I strongly dislike and disapprove of the usage of terms such as "SJW" by people who are attempting to make a serious point on a particular issue (as opposed to a tongue-in-cheek one).
I do not believe that labels are always a bad thing. They are often necessary for the purposes of self-identification, for instance; it is a better idea to state "I am an X" on your "About" page than to bombard visitors with an essay about your beliefs. However, when you are debating or voicing your grievances on one particular issue, pinning the other side down to a very broad label is intellectually lazy and dishonest. Take, for instance, this top comment regarding the #Shirtstorm controversy:
It implies two things:
1) all feminists agree that the shirt was wrong.
2) all of the feminists who agree that the shirt was wrong are in perfect harmony in regards to their motives, level of agreement, and desired outcome.
Neither of the above assumptions are true. The comment is a wholly unjustified attack upon all of feminism based on nothing more than a few articles and tweets. It is, to put it quite bluntly, a circlejerk post, designed to appeal to a person's biases rather than their sense of reason.

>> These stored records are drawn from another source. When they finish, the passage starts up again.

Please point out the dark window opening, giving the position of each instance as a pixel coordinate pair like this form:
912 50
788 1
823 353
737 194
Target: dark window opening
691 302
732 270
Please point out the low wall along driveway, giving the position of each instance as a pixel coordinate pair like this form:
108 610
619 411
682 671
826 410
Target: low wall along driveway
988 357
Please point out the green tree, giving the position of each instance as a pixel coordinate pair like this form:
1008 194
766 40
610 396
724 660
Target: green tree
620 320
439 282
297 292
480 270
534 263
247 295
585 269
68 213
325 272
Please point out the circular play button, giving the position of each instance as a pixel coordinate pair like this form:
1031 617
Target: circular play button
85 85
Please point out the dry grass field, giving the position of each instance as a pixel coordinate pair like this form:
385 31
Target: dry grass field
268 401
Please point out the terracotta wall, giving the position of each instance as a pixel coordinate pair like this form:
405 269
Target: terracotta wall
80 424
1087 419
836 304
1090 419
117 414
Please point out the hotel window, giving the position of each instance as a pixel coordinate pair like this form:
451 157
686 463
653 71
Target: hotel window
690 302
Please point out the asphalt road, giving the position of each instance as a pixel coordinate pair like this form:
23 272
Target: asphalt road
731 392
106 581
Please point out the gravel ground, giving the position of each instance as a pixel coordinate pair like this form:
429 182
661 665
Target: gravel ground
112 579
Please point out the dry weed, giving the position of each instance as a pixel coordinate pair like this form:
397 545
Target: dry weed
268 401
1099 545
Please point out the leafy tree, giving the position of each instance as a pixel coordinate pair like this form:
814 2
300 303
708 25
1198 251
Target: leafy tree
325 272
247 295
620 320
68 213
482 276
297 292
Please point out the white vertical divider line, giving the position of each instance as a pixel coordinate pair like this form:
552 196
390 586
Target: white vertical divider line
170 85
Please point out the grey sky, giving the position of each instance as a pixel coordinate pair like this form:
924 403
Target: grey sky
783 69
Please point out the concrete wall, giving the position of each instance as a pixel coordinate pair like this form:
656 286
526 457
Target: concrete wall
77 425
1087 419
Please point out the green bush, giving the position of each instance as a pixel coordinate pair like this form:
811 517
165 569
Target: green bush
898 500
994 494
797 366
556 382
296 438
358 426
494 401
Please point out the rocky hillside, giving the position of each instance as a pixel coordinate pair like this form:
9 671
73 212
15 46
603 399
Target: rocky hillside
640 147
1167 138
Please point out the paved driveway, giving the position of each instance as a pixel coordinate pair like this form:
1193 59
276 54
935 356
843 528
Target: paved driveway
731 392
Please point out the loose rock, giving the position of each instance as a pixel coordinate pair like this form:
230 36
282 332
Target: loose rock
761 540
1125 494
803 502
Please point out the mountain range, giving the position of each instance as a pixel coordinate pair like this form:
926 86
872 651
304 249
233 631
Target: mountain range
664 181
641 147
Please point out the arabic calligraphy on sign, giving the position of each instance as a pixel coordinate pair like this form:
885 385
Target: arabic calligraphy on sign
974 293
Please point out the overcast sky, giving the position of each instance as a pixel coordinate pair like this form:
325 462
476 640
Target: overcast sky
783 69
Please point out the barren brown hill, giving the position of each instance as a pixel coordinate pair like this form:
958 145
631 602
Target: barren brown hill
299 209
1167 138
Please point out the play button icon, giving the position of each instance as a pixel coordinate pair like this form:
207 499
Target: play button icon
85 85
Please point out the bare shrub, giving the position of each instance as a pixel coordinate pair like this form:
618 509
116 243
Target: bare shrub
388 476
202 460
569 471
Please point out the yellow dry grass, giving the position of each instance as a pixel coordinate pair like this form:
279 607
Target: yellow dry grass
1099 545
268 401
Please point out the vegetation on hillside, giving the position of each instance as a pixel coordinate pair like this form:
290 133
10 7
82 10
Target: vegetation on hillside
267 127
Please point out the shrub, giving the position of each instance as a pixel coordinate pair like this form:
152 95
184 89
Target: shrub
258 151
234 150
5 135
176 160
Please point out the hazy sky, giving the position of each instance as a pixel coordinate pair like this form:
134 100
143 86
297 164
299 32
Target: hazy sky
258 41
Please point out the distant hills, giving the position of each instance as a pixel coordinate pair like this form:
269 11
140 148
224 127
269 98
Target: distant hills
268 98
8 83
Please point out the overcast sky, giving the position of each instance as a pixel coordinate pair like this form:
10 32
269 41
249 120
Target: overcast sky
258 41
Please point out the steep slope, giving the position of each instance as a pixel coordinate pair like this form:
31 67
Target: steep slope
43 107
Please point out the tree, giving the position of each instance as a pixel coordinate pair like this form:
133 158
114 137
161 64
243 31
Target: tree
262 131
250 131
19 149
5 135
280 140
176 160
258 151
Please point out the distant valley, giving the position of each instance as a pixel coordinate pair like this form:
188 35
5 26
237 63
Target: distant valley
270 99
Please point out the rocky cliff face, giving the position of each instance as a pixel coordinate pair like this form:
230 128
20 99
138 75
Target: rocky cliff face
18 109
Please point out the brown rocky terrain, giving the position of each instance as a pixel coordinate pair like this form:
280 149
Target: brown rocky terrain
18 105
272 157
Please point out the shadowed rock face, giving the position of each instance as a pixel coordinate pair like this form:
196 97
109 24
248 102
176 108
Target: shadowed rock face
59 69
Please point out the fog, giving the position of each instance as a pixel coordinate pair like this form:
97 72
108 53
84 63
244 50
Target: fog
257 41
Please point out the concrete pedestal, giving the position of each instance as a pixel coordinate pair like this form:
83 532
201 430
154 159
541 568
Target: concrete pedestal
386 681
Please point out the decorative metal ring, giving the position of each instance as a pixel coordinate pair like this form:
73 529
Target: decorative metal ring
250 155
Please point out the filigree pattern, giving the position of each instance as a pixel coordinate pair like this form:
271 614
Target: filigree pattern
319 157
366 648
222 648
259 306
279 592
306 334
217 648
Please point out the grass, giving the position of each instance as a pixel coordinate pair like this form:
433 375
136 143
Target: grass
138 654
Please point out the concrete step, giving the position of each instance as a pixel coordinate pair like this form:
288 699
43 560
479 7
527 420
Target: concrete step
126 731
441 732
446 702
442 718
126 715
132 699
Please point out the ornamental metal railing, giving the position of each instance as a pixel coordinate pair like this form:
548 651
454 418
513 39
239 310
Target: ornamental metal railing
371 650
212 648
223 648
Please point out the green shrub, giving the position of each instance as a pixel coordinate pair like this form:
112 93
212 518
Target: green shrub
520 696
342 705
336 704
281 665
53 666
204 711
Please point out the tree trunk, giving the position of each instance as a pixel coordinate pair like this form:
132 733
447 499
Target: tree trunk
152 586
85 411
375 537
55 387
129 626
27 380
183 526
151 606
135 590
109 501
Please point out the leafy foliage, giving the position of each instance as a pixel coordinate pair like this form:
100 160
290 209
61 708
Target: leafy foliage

"SJW" has it even worse than "feminist", partially owing to the fact that "feminist" has, at the very least, a somewhat concrete definition. "SJW", on the other hand, is a very nebulous term, and can be easily manipulated without the potential threat of someone correcting your definition. Liberals use the label as a pejorative against extremists. Fascists on Stormfront use it as a pejorative against anyone to the left of Goebbels.
Human beings are complex; each of us are unique in our thought processes, beliefs, and attitudes. Even a movement that seems as simple and straightforward as social justice activism ("equality for the disadvantaged") harbors a constellation of factions and competing ideologies, many of which can be understood only by those willing to dig beneath the surface.
Applying terms such as "SJW" to someone despite knowing close to nothing about them outside of a single opinion; treating all of the people with whom you disagree as some swarming "other" lacking in individuality; drawing conclusions about a vast, complex, and multi-layered ideological movement based on a handful of partisans in an ultimately minor conflict… these are all signs that a person has not dug beneath the surface, has no respect for their opposition, and is ultimately more interested in partisanship than the truth.
The solution is to identify sides on an issue-to-issue basis. For instance, a sizable chunk of self-identified conservatives support (or are neutral on) gay marriage, while a small portion of liberals oppose it. Something along the lines of "same-sex marriage opponents" ("SSM opponents" for convenience) would thus be a more accurate label for people who disagree with the legalization of gay marriage than simply "conservatives".